In our series, 5 out of 24 BD patients were donors (20.8%). Five patients were found to be unsuitable for OD for several reasons. The families of 14 patients refused to be donors, and that accounts for approximately 60% of the total cases. In many studies, family refusal is the main reason for BD patients being non-donors, and our results indicate the same. Relevant literature suggests that 20-40% of the families of these patients refuse organ donation.[26] Lago et al.[13] from Brazil reported only 6 ODs among 61 pediatric BD cases.[13] Morris et al.,[27] from the UK, reported that nearly 50% of children with BD resulting from severe TBI, go on to OD, and this is one of the highest percentages in pediatric BD studies.[27] Bonetto et al.[14] reported that 25% of their BD patients became donors, and 72 solid organs were transplanted into suitable patients. The recipient-to-donor ratio (solid organs) in their study was close to 4.[14] This ratio was 2 : 5 in Brierly’s study.[28] In our study, the recipient-to-donor ratio was found to be 2 : 6 (13 solid organs per 5 donors), which is comparable to the existing literature.

Since the diagnosis of pediatric BD and organ donor status is an issue that needs to be evaluated more precisely compared to adults, more comprehensive and multicenter studies are needed, especially in pediatric patients. The problem of organ donation is still an important barrier for organ transplantation in our country, and the cadaveric donation rate per million population is much lower than in European countries.[29] A pediatric study from Turkey revealed that the most important reasons relevant to parents’ refusal for organ donation were the parents’ low level of education and insufficient information about BD and OD.[30] In our study and other pediatric studies conducted in our country, we also observed that family refusal is the main problem for OD among pediatric BD patients, and that the refusal rates are much higher than in the USA, Canada, and most European countries. Table 2 shows the pediatric BD studies conducted in our country, including our study results. It shows that trauma and associated brain injury are the leading causes of BD in a majority of the studies. The ancillary tests vary by centers, but the EEG seems to be the most commonly used ancillary method, followed by TCD or MRA/CTA. Family refusal rates vary over a wide range (46-100%).

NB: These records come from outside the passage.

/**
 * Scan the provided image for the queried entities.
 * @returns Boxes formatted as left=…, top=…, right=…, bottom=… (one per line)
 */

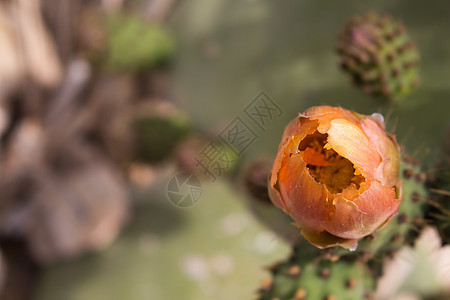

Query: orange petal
left=361, top=117, right=400, bottom=186
left=270, top=117, right=319, bottom=186
left=278, top=154, right=329, bottom=231
left=323, top=180, right=400, bottom=239
left=327, top=119, right=381, bottom=180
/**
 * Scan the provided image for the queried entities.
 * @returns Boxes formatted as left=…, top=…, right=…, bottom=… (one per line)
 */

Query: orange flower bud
left=269, top=106, right=401, bottom=250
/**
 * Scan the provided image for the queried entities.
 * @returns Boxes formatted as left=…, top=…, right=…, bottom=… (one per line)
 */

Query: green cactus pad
left=259, top=155, right=427, bottom=299
left=337, top=12, right=419, bottom=101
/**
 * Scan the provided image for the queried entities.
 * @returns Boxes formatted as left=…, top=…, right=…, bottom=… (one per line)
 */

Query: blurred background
left=0, top=0, right=450, bottom=300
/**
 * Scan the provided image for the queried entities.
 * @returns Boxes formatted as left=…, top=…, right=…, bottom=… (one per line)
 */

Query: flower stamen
left=299, top=131, right=365, bottom=194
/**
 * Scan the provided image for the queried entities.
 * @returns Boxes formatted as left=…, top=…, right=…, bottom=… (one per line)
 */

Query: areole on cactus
left=337, top=12, right=420, bottom=101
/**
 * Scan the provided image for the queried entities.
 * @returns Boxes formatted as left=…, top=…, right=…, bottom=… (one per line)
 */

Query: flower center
left=298, top=131, right=365, bottom=194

This study has several limitations. First, it was performed at a single institution, and therefore, the number of the cases is low in comparison with multicenter studies, and our results may not comprehensively reflect situation across our country. Second, because of the study’s retrospective design, we were not able to find out the detailed reasons for family members’ reluctance to consent to OD. Third, we could not analyze factors affecting OD in pediatric cases due to the low number of cases. However, the present study has significant strengths. It yields important and detailed information about pediatric BD in a tertiary university hospital over a relatively long time period, and this is the first pediatric study on this issue at our institution.

Conclusions

Pediatric BD is a highly complex and yet sensitive issue in pediatric practice for clinicians. In recent years, the number of pediatric patients with organ failure and awaiting suitable transplantation has increased all over the world. Thus, increasing the importance and sensitivity of this issue once more is necessary. In our study cohort, OD among BD patients was 20.8%, reflecting relatively low donation rates in comparison with the European and developed American countries. The complications of BD were observed at higher rates in our study. Therefore, multicenter national studies investigating pediatric BD, the factors affecting OD, and the causes of family rejection need to be investigated. Accordingly, a nationwide study to evaluate the incidence and characteristics of pediatric BD should be conducted in the future.